Die Pädophilen-Debatte muss offener aufgeklärt werden

Als die Grünen 1982 ihr Programm für die Hamburger Bürgerschaftswahl schrieben, war ich noch nicht einmal auf der Welt. Ich kenne diese Zeit der späten 70er- und frühen 80er-Jahre also nicht aus eigener Erfahrung und kann mir nur erzählen lassen und lesen, wie es damals war. Dass in einigen linken und intellektuellen Kreisen Forderungen nach straffreiem Sex mit Kindern gesellschaftsfähig waren. Dass prominente Politiker und andere Persönlichkeiten offen über ihre pädophilen Neigungen philosophierten und selbst in seriösen Tageszeitungen Platz fanden, um dafür zu werben. Mir wird schlecht, wenn ich davon lese. Solche Gedanken passen nicht ins Jahr 2013 und nicht in meine Lebenswelt.

Für den noch jungen Landesvorstand der Hamburger Grünen ist es nun eine schwere Aufgabe, die Geschehnisse von 1982 aufzuarbeiten. Zu erklären, wie es die Forderung in das Wahlprogramm geschafft hat, sexuelle Beziehungen zwischen Kindern und Erwachsenen sollten „nicht generell“ Gegenstand strafrechtlicher Verfolgung sein. Es ist gut und klug, dass die Grünen in Hamburg wie im Bund mit dem Politologen Franz Walter einen unabhängigen Wissenschaftler beauftragt haben, um die Vorfälle zu untersuchen. Es ist gut, dass Landeschefin Katharina Fegebank Offenheit und Transparenz betont.

Hochproblematisch ist aber die wahrscheinlich wahlbedingte Salamitaktik. Vor allem fällt sie auf bei Spitzenkandidat Jürgen Trittin, der erst nach einer Recherche Walters den Fehler eingestand, Anfang der 80er-Jahre ein Kommunalwahlprogramm in Göttingen mit denselben pädophilen Forderungen presserechtlich verantwortet zu haben. Das wird die ohnehin schon angeschlagenen Grünen Wählerstimmen kosten.

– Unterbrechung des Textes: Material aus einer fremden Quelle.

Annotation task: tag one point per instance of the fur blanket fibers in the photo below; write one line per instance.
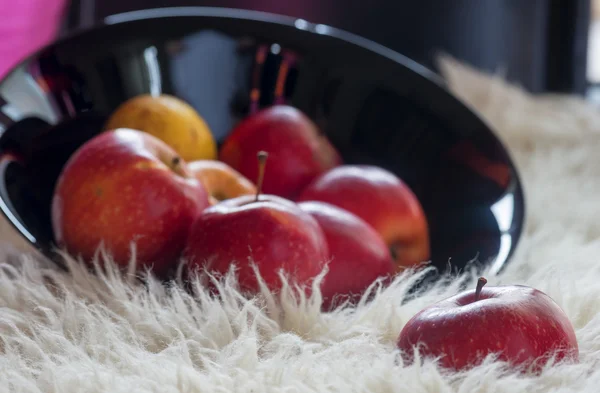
(107, 334)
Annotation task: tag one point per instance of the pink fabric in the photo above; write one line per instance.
(25, 26)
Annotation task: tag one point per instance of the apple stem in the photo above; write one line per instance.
(262, 162)
(480, 283)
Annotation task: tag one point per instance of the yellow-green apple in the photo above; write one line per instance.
(381, 199)
(125, 186)
(358, 256)
(297, 151)
(220, 180)
(520, 325)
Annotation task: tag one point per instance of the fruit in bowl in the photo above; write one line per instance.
(297, 151)
(171, 120)
(267, 231)
(126, 186)
(382, 200)
(220, 180)
(358, 256)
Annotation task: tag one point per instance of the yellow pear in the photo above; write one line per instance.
(170, 119)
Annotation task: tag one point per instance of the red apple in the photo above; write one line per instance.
(126, 186)
(273, 233)
(522, 325)
(358, 255)
(381, 199)
(297, 152)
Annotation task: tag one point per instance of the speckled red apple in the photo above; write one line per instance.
(521, 325)
(273, 233)
(126, 186)
(358, 256)
(297, 152)
(381, 199)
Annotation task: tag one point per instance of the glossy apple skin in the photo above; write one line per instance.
(520, 324)
(122, 186)
(273, 233)
(357, 254)
(297, 153)
(381, 199)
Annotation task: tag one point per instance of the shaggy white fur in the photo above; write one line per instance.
(84, 333)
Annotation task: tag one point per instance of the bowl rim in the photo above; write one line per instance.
(290, 22)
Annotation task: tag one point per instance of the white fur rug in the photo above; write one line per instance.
(107, 334)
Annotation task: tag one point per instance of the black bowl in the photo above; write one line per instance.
(375, 105)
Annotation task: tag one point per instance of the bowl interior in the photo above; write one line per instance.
(376, 106)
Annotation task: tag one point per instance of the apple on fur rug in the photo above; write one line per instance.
(106, 333)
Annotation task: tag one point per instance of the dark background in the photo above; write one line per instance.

Sichtbar ist die Strategie aber auch bei den Hamburger Grünen, die schon länger von den nun im Mittelpunkt stehenden Passagen in ihrem Wahlprogramm von 1982 wissen und erst jetzt damit an die Öffentlichkeit gehen. Das Thema ist hochsensibel – zu sensibel für Salamitaktik. Allerdings auch zu sensibel, um im Wahlkampf von den anderen Parteien ausgeschlachtet zu werden.